Elle semblait avoir changé de centre d’intérêt, l’épave, car, tout en mâchouillant le bout de citron effiloché qu’elle avait extrait de son verre entre deux doigts douteux, elle observait avec étonnement la pointe de sa chaussure Bata qui s’agitait au rythme de Zag Varum interprété par Aimé Mortimer et son orchestre.

—Ça, c’est Bérénice, poursuivit le gargotier. Là, faut avouer qu’vous la voyez pas à son meilleur. Eh, Yvonne ! Elle s’appelle pas plus Bérénice que moi Napoléon. Bérénice, je vous demande un peu ! Et pourquoi pas Priscilla, pendant qu’elle y est. Bérénice, c’était son nom de scène. Parce qu’elle a été danseuse, vous savez. Ça se voit pas trop aujourd’hui, mais y a seulement dix ans, fallait la voir lever la jambe. Et vas-y donc, c’est pas ton père, qu’on lui criait pour l’encourager ! On dit même qu’elle a très bien connu Monsieur Feydeau, vous savez, Feydeau, le poète. La coqueluche de la rue Delambre, qu’on l’appelait… la ravageuse de La Coupole.  Oui, parce qu’à cette époque, elle exerçait à Montparnasse. Jusqu’au jour où… Enfin…Eh, Yvonne ! Lève-toi, tu veux ? Y a du monde, et du beau.

La chose qui croupissait entre table et banquette au fond de la salle fut prise d’une sorte de spasme suivi d’une quinte de toux. Puis elle secoua la tête, la releva lentement et, lançant un regard haineux au barman, elle éructa :

—Eh, Ducon, ça te défriserait le bocal de m’appeler Bérénice ?

Puis changeant de ton et s’adressant à Aurélien :

—Ne prêtez pas attention à Francis, Monsieur le Comte. C’est un ignorant. Pour lui, Bérénice, c’est probablement une pouliche dans la quatrième course à Vincennes.

—Ah, Bérénice ! dit Roger qui avait des lettres car il n’avait manqué son baccalauréat que de peu.
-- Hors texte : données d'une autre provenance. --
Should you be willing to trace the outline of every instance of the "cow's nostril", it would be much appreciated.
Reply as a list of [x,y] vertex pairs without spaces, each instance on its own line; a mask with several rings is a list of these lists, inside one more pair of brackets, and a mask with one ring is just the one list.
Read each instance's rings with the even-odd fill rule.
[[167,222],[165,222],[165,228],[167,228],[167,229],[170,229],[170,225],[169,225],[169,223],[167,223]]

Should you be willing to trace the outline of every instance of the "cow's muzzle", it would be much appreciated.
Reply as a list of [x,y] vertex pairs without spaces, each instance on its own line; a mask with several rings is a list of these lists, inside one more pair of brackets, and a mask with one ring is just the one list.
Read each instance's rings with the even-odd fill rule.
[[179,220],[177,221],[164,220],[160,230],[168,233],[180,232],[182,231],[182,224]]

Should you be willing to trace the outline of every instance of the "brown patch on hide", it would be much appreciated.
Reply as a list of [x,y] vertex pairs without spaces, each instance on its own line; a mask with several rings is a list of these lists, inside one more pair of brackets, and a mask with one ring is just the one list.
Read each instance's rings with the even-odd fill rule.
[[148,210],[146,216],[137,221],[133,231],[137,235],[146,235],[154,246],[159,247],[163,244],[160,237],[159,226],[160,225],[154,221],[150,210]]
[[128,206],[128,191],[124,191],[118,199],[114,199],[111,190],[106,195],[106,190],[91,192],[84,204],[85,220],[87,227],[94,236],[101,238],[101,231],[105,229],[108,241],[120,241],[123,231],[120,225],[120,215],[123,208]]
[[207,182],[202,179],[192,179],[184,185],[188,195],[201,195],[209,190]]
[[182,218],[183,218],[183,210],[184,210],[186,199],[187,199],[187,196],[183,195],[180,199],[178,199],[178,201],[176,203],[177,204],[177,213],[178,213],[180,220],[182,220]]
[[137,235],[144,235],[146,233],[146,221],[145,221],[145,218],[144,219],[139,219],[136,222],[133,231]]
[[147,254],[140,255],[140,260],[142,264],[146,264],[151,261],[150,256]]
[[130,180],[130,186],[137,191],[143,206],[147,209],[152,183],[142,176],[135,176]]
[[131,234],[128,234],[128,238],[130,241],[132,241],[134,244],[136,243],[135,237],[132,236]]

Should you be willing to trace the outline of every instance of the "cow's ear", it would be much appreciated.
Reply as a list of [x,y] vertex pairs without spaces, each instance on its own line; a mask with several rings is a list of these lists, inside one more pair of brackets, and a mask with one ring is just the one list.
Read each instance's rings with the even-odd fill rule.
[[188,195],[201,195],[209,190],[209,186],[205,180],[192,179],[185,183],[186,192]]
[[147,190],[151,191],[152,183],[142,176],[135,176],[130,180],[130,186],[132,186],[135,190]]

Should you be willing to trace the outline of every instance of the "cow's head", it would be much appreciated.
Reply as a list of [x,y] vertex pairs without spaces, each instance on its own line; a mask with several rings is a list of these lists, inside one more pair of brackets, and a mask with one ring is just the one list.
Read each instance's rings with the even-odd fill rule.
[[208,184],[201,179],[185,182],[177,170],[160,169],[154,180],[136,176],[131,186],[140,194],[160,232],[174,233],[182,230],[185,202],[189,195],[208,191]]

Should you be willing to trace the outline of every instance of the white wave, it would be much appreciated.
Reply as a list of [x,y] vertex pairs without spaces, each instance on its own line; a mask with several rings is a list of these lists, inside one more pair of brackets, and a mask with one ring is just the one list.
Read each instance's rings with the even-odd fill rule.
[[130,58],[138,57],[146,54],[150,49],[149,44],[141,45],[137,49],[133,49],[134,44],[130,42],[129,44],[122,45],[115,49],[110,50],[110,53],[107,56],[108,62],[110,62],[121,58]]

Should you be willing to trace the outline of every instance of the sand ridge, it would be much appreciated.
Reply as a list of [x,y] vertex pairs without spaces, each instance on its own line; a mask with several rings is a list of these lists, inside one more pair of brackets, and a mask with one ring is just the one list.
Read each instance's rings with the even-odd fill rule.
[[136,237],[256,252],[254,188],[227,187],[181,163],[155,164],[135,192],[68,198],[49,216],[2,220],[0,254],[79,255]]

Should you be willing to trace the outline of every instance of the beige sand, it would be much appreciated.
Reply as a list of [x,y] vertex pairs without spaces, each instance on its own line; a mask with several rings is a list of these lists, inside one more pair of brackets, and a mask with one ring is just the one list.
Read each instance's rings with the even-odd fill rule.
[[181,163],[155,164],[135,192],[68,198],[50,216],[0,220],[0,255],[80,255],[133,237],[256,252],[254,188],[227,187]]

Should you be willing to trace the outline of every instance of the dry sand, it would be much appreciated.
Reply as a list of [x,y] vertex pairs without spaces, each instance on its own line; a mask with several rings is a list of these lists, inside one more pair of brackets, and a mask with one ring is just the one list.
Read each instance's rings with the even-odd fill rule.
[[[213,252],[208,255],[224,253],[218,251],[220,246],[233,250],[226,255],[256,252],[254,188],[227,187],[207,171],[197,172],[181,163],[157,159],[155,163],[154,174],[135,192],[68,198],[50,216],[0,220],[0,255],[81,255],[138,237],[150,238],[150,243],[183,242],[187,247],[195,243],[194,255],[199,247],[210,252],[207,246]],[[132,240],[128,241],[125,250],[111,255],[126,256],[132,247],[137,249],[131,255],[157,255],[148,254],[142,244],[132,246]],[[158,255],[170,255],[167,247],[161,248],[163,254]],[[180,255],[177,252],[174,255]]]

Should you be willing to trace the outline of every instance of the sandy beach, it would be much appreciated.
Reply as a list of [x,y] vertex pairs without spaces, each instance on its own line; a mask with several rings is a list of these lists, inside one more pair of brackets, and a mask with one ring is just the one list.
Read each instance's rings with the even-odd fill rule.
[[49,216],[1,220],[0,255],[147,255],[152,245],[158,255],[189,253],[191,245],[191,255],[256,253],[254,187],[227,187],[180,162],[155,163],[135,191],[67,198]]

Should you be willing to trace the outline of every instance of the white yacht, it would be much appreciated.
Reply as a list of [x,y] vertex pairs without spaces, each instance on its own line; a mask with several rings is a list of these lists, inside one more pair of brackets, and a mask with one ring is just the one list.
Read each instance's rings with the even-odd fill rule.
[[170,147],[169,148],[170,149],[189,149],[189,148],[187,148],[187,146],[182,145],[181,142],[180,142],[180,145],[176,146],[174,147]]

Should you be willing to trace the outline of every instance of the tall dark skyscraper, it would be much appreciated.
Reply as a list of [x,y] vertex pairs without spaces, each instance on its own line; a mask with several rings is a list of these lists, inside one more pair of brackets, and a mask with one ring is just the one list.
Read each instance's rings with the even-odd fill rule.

Bérénice ! Reine de Palestine, maitresse de l’empereur de Rome ! Bérénice, quel prénom magnifique, et quel excellent choix, mademoiselle !

Impressionnée, Yvonne avait commencé à se lever….

SUITE ET FIN DE CETTE 4ÈME VERSION APRES-DEMAIN

MAIS DEMAIN, CE SERA UN COLLAGE

3 réflexions sur « Aurélien et Bérénice : Un coup de baguette magique (1) »

  1. Finement exécuté, avec beaucoup d’humour et d’inattendu. J’ai hâte de lire la suite…

  2. On s’attend au meilleur !
    La fine touche d’humour rend la lecture trop brève. Bref, que du talent.

  3. “Rien n’est moins sûr que l’incertain.”
    Celui qui nous le dit est Pierre Dac.
    Avec le troisième emprunt à Aragon d’Aurélien
    L’incertain s’estompe et moins sûre est l’arnaque.

    Soyons patients encore quelques heures
    D’avance goûtons l’issue sans peur
    Car tel ce grand héros Cyrano de Bergerac
    Avec panache nous encaisserons le coup de Jarnac.